Publié le 9 juillet 2019 |
0Le foncier, un outil de discrimination positive pour la relocalisation alimentaire ?
par Adrien Baysse-Laine, Université de Cergy-Pontoise, Université Lyon 2, INRA
Adrien Baysse-Laine a soutenu en 2018 une thèse de doctorat en géographie et aménagement1. Il s’intéresse aux terres agricoles des circuits alimentaires de proximité, en France. Au-delà de la localisation de ces terres (et du projet de « re-local-isation » alimentaire), il questionne ici les notions de propriété et d’usage du foncier et analyse de manière critique les modalités de sa répartition sociale.
En France, depuis l’après-guerre, la notion de « sécurité alimentaire » a constitué le principal sinon le seul « grand récit » donnant du sens au fonctionnement des systèmes alimentaires : les agriculteurs se devaient de produire suffisamment pour nourrir leurs concitoyens. Progressivement, d’autres notions sont apparues dans l’espace public. L’une d’elles est la « relocalisation alimentaire », qui a d’abord émergé dans les cercles militants locavores en opposition à la globalisation des systèmes alimentaires. Elle entretient un lien particulier avec l’espace, et attire à ce titre l’attention de nombreux géographes. En effet, qui dit « re-local-isation » dit rapprochement entre lieux de production, de transformation et de consommation des produits alimentaires.

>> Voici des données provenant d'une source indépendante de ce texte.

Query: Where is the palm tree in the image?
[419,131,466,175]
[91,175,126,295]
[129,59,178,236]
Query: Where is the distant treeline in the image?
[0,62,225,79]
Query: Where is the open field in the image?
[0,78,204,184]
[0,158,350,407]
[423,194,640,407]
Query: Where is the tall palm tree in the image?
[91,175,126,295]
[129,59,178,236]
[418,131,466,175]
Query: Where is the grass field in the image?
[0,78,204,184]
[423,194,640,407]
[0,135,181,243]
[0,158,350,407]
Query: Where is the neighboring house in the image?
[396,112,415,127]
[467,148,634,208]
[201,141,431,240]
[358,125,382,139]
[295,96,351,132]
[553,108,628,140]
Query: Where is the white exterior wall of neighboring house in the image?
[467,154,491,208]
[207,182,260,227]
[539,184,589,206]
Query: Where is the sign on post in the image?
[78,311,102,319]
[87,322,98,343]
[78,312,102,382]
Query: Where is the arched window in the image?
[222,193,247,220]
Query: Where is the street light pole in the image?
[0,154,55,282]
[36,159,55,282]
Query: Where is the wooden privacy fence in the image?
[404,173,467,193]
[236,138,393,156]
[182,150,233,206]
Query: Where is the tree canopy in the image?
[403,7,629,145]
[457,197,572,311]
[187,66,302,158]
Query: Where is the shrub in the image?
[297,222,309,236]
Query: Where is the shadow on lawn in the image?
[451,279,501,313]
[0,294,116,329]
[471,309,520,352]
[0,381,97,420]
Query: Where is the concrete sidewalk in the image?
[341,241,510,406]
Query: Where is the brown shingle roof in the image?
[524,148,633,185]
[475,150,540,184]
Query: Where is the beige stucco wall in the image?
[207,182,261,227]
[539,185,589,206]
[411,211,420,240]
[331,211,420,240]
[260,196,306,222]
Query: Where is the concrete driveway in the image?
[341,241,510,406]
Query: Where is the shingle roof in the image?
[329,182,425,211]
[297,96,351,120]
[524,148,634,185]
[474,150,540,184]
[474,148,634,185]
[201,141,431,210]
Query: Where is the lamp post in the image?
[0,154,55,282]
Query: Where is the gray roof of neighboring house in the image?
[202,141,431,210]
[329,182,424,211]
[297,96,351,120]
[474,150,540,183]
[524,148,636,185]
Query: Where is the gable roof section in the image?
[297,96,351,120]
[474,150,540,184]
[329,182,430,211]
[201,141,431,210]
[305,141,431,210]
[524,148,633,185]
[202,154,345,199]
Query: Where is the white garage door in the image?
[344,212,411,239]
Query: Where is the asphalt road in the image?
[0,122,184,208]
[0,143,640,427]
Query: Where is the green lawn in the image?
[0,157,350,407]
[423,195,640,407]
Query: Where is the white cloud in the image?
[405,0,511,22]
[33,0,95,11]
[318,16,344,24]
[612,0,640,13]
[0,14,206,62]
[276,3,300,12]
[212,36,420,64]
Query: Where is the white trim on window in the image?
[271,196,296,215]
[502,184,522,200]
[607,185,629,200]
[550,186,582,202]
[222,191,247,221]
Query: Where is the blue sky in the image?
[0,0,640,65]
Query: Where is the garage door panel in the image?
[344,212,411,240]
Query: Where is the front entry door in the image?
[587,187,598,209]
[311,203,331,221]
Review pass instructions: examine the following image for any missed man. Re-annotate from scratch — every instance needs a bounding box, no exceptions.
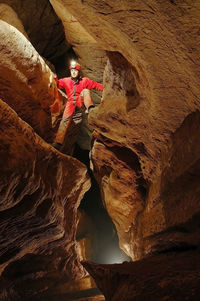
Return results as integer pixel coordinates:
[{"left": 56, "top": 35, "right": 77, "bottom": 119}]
[{"left": 53, "top": 61, "right": 104, "bottom": 150}]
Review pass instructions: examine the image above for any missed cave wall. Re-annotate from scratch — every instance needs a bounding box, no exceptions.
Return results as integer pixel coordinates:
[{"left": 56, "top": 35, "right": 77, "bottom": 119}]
[
  {"left": 54, "top": 0, "right": 200, "bottom": 259},
  {"left": 0, "top": 0, "right": 200, "bottom": 301},
  {"left": 0, "top": 5, "right": 90, "bottom": 301}
]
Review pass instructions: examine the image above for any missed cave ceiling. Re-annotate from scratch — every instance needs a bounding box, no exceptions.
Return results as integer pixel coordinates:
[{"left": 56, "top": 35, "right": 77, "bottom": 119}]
[{"left": 0, "top": 0, "right": 200, "bottom": 301}]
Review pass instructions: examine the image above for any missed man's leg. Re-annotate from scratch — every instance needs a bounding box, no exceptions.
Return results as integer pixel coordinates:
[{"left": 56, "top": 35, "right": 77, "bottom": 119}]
[
  {"left": 81, "top": 89, "right": 94, "bottom": 113},
  {"left": 53, "top": 115, "right": 72, "bottom": 149}
]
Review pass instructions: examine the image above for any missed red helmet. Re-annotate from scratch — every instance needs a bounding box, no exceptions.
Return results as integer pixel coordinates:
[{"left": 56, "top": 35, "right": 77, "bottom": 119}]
[{"left": 69, "top": 61, "right": 81, "bottom": 71}]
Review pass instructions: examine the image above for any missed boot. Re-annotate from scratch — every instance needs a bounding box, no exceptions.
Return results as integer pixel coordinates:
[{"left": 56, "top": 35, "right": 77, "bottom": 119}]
[{"left": 52, "top": 142, "right": 62, "bottom": 150}]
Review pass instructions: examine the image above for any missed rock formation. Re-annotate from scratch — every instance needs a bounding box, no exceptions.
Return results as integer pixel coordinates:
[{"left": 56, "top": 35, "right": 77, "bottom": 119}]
[{"left": 0, "top": 0, "right": 200, "bottom": 301}]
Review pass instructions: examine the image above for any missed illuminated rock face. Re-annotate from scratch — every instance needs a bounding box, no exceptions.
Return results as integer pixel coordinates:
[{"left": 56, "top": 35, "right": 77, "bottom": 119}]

Depuis quelques années, « manger local » apparaît comme un objectif de plus en plus légitime aux yeux des consommateurs et des collectivités publiques. Nombre d’entre elles élaborent d’ailleurs actuellement des Plans alimentaires territoriaux (PAT) dans le but d’ancrer territorialement leur système alimentaire. Une des questions qui revient couramment dans ce cadre est celle du foncier. Au-delà de sa protection (l’artificialisation continue ses ravages), ce sont sa localisation (au plus près des villes ? sous forme de ceinture agricole ?) et son partage entre agriculteurs et modèles agricoles qui sont questionnés. En effet, si certains agriculteurs en place convertissent tout ou partie de leur exploitation aux circuits « relocalisés », d’autres – en quête de foncier pour s’installer – sont aidés par les collectivités locales ou par des réseaux militants comme Terre de Liens précisément parce qu’ils souhaitent vendre leurs produits localement.
En quoi la relocalisation alimentaire modifie-t-elle – certes à la marge – la manière dont est géré l’accès au foncier en France ? Que change l’entrée de ces nouveaux acteurs publics locaux et de la société civile ? Inventent-ils de nouvelles manières d’accéder au foncier ? Leur impact social est-il neutre ? La réponse à ces questions se trouve au carrefour de trois angles d’analyse, spatial, juridique et social. Pour nourrir mes réflexions, j’ai sillonné trois territoires très divers, l’Amiénois, le Lyonnais et le sud-est de l’Aveyron, à la rencontre de nombreux acteurs agricoles, publics et associatifs, aussi bien institutionnels que praticiens.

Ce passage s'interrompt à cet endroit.